Ich hatte das selbe Problem. Ich habe den Suse Linux Office Server bei mir Installiert und da ist eine Datei dabei, die in der Regestry  unter XP einstellungen verändert. Nachdem ich das gemacht habe, hatt es super funktioniert. Wenn du willst kann ich dir die Datei per Mail schicken.

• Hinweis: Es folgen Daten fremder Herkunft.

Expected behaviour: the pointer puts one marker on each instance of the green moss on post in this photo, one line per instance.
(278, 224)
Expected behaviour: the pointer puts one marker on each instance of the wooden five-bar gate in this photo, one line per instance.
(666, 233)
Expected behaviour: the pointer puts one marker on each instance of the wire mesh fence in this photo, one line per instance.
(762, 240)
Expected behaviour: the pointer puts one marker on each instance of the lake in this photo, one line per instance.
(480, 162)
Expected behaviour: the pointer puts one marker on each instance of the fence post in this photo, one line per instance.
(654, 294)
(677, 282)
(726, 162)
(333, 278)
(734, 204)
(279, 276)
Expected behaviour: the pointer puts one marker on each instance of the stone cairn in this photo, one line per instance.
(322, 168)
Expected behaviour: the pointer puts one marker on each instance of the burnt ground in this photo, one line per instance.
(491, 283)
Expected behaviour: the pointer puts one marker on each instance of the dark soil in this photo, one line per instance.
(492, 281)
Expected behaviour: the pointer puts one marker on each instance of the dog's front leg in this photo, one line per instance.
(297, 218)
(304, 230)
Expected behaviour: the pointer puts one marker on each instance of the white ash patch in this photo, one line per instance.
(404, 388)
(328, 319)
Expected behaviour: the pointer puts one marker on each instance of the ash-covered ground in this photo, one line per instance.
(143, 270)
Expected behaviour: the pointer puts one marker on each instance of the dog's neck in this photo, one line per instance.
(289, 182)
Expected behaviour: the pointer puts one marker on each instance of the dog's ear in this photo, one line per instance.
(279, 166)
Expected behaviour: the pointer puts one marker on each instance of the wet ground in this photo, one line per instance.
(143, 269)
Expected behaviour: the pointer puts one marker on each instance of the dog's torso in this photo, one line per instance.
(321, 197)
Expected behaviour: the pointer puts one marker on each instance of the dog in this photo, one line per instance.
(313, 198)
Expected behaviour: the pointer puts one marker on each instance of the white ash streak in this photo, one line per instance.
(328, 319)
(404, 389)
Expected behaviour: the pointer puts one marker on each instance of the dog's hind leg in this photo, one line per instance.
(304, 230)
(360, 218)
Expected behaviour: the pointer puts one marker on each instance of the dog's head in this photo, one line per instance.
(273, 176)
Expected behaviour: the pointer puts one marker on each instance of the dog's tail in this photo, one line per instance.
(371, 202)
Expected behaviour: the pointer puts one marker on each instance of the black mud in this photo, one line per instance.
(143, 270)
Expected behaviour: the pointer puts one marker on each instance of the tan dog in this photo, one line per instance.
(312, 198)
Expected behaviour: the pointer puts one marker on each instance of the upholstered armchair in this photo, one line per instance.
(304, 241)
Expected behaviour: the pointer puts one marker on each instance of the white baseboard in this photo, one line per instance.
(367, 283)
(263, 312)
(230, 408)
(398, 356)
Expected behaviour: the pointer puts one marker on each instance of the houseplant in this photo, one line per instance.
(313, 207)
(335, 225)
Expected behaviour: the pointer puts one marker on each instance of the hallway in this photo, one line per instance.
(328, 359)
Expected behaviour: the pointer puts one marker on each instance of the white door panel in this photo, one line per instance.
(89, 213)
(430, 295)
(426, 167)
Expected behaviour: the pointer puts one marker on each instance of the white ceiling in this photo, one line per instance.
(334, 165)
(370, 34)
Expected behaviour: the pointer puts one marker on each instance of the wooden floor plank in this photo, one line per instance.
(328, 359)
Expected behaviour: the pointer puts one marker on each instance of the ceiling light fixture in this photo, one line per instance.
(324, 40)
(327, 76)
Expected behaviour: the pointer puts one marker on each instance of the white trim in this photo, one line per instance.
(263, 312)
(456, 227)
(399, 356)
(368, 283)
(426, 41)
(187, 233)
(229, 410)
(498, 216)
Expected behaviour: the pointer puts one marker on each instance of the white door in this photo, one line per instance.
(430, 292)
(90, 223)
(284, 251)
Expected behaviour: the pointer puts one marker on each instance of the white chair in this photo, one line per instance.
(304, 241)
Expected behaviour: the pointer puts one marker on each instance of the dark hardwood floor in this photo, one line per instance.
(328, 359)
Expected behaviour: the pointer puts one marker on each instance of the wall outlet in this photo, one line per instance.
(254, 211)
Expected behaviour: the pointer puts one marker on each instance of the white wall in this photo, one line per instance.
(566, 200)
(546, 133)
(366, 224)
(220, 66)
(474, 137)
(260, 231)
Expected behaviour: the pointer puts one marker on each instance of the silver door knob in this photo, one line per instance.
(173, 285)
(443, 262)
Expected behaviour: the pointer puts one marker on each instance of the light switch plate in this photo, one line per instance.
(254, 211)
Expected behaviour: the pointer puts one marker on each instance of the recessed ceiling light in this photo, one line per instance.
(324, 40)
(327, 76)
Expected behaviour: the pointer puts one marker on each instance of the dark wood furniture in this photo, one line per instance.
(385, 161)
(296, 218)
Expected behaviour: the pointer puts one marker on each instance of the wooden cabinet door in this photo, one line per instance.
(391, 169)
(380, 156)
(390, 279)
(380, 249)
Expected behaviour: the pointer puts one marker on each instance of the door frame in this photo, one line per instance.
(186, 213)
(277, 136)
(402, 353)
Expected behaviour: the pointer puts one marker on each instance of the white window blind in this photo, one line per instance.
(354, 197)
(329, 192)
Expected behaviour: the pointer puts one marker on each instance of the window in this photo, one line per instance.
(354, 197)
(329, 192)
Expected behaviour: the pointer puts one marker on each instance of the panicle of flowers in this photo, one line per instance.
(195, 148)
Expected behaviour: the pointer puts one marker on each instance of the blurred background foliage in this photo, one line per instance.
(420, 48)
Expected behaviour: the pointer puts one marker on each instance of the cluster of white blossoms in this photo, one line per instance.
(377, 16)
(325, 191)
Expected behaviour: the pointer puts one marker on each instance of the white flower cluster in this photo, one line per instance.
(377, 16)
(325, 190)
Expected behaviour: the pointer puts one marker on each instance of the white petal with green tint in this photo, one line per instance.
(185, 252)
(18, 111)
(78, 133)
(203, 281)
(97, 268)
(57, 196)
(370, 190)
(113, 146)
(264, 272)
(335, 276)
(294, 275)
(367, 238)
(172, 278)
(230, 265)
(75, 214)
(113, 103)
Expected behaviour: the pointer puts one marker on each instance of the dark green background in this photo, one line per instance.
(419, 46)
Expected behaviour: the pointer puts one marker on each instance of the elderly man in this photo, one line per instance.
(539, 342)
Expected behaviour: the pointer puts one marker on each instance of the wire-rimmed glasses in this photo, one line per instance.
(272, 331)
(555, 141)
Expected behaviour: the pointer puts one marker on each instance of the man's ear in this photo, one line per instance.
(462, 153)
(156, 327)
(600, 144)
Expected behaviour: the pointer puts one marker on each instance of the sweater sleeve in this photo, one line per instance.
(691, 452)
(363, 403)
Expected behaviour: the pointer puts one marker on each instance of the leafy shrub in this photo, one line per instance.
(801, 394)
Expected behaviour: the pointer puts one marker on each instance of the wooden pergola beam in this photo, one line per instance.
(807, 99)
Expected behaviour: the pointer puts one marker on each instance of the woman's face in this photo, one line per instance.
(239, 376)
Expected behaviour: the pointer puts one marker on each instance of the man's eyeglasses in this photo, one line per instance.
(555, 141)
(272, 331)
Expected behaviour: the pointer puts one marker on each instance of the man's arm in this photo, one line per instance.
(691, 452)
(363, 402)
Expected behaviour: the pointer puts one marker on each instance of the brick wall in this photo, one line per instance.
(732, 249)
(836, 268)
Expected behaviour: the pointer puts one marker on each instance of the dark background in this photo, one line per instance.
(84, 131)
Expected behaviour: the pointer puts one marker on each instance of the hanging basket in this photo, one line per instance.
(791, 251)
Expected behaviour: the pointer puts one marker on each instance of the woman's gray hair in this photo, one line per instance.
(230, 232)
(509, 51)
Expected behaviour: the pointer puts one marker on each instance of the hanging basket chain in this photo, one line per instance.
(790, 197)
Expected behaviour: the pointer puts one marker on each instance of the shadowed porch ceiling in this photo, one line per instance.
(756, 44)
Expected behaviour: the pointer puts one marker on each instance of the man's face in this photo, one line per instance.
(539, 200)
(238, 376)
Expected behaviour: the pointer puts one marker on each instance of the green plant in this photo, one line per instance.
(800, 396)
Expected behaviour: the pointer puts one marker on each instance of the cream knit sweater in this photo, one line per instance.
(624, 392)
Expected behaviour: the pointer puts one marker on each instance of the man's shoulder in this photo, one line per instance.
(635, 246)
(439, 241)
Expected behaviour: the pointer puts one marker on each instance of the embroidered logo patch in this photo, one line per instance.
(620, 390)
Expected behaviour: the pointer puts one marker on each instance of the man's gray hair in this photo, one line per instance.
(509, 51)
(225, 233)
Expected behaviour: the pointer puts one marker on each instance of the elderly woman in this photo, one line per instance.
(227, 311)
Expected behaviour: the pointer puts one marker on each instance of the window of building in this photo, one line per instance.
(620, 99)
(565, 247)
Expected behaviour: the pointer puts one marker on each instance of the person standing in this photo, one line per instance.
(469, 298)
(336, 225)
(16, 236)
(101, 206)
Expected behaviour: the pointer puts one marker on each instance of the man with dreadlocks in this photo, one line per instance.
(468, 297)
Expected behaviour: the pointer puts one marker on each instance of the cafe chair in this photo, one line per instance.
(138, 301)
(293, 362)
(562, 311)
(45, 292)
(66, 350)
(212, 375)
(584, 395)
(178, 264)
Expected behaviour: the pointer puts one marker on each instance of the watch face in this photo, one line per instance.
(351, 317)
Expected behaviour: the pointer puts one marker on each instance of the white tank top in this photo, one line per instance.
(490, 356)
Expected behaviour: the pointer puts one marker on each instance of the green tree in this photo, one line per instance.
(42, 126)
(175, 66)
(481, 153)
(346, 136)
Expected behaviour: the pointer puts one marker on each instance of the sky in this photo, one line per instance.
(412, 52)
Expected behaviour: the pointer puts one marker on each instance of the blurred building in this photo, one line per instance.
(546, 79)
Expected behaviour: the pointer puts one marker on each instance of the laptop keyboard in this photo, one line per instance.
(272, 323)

Vielleicht funktioniert es dann. 

Gr33ts
Stauffenberg


----------



## DaZero (22. September 2003)

Und ob ich davon begeistert wäre ;-)

Danke schonmal vorab.

Weißt Du auch, was dieser Registry-Patch genau macht ?


----------



## Daniel Wittberger (22. September 2003)

Hi

Also, dass steht im Reg-Key drinnen:


```
[HKEY_LOCAL_MACHINE\SYSTEM\CurrentControlSet\Services\Netlogon\Parameters]
"DisablePasswordChange"=dword:00000000
"maximumpasswordage"=dword:0000001e
"requiresignorseal"=dword:00000000
"requirestrongkey"=dword:00000000
"sealsecurechannel"=dword:00000001
"signsecurechannel"=dword:00000001
"Update"="no"
```

Gr33ts
Stauffenberg


----------



## DaZero (22. September 2003)

Hmm immer noch nix,
was mich verwirrt ist, das in der Log Datei nix steht,
wenn ich mit dem Win XP Explorer über Netzwerk auf den Samba gehe fragt er mich nach den User und Passwort .. Login OK,
aber das Anmelden über Arbeitsplatz -> Einstellungen->Computer klappt nicht,
er hinterläst nichtmal spuren in einer der beiden Logdateien.....

bin etwas confused ...


meine Config Datei sieht so aus


> # Global parameters
> [global]
> workgroup = OEMWORKGROUP
> netbios name = LINUX
> ...



die Verz.Strucktur sieht so aus :


> drwxrwxrwx    7 test     root          736 2003-09-22 18:56 juergen
> drwxrwxrwx    2 root     root           48 2003-09-22 18:12 netlogon
> drwxr-xr-x    2 root     root           48 2003-09-20 20:54 public



Und als Domain müste ich ja den Netbios-Namen eingeben ( hab schon alles was mir einfiehl ausprobiert) oder liege ich da falsch ?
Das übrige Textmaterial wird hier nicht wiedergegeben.